70 % de la production française est réalisé par trois groupes, principalement issus de coopératives céréalières et notamment de maïs. Le foie gras de canard représente désormais 95% de la production. L’oie devient une exception et un produit haut de gamme, plus fin et surtout plus rare. L’Alsace ne produit aujourd’hui plus que 2% du foie gras français sur 20 000 tonnes au total.
Si deux maisons ( Feyel-Artzner (1803) et Bruck (1852) peuvent encore se targuer de porter l’héritage de leurs glorieux prédécesseurs strasbourgeois, onze « petits » producteurs alsaciens se sont regroupés sous la bannière Gänzeliesel et redonnent un vent de dynamisme à la production locale. Ceux-ci sont principalement basés dans les terroirs Kochersberg et Grand Ried (qui compte également les Foies Gras du Ried).
Il s’agit de :
LES FOIES GRAS LUCIEN DORIATH (SOULTZ LES BAINS)
EARL DU HÉRON CENDRÉ (BOOFZHEIM)
FERME VÉRONIQUE KLEIN (SCHNERSHEIM)
FERME MANG (BILWISHEIM)
FERME MEYER (SCHNERSHEIM)
LE GAVEUR DU KOCHERSBERG (WOELLENHEIM)
FERME SCHMITT (BISCHOFFSHEIM)
FERME BRUN (BLODELSHEIM)
FERME BERLING (DRUSENHEIM)
Les membres de l’association Gänzeliesel sont à la fois éleveurs et transformateurs.

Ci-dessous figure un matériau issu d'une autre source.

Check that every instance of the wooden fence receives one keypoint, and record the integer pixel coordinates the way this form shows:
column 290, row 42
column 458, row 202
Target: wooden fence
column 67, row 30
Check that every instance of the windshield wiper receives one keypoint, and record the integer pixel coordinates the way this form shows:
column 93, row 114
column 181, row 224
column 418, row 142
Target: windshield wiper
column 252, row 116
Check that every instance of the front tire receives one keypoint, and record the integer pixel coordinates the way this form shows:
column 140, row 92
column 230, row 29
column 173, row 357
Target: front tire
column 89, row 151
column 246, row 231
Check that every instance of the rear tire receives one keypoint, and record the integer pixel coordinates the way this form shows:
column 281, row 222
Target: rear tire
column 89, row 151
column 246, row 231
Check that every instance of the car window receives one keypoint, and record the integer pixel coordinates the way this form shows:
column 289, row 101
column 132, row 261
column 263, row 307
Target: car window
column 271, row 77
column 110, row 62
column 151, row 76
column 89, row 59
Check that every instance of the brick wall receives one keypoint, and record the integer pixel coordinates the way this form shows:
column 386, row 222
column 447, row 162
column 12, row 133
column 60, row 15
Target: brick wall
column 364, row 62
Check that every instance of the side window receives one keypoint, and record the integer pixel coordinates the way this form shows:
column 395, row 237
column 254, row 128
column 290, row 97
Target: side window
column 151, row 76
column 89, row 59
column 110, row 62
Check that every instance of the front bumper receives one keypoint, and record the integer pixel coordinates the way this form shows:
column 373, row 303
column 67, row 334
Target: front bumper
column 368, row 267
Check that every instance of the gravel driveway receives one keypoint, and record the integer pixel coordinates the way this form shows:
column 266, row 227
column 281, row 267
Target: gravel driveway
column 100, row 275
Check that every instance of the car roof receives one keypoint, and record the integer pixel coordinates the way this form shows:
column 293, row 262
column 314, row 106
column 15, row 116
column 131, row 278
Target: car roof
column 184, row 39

En maîtrisant l’ensemble de la chaîne de production, ils s’engagent autant sur le bien-être animal avec des pratiques d’élevage vertueuses (élevage en plein air, alimentation à base céréales sans OGM, pas d’utilisation d’activateurs de croissance) que sur la transformation des foies.
De nombreuses autres fermes ont raccroché la production de foie gras à leurs autres activités maraichères et d'élevage, comme la Ferme de la Plume d'Or à Dachstein.
A noter enfin la tentative récente d’Aline Meyer dans sa ferme d'Eberbach-Gundershoffen. Elle veut tendre vers l’élevage d’oies sans gavage, comptant sur leur instinct et l’envie de constituer des réserves énergétiques qui font grossir leurs foies. Ce qu’avaient finalement observé les Egyptiens ! A mi-chemin entre cette tendance au foie gras « naturel » et les méthodes de gavage traditionnelles il y a l’opiniâtreté d’un précurseur, Marcel Metzler, promoteur du mixte Canoie (moitié oie, moitié canard) et militant de l’oie en Alsace En partenariat avec le lycée agricole de Rouffach et sa ferme expérimentale, Marcel Metzler avait mené, avec deux cohortes d’oies, en 2016 puis 2017, une production prototype de foies bruts respectant les règles européennes et françaises (entre autres poids minimum des foies obtenus avant abattage, règles d’élevage responsable…), sans appel au gavage mécanique, et offrant aux volailles des nutriments exclusivement issus de l’agriculture biologique... Pour le moment, ce "foie gras naturel" n'a pas droit à l'appellation "foie gras", réservée aux animaux gavés, mais les traditions peuvent être bousculées, la tendance est au nature, le foie gras d’Alsace (et donc celui « de Strasbourg ») peut y retrouver ses lettres de noblesse.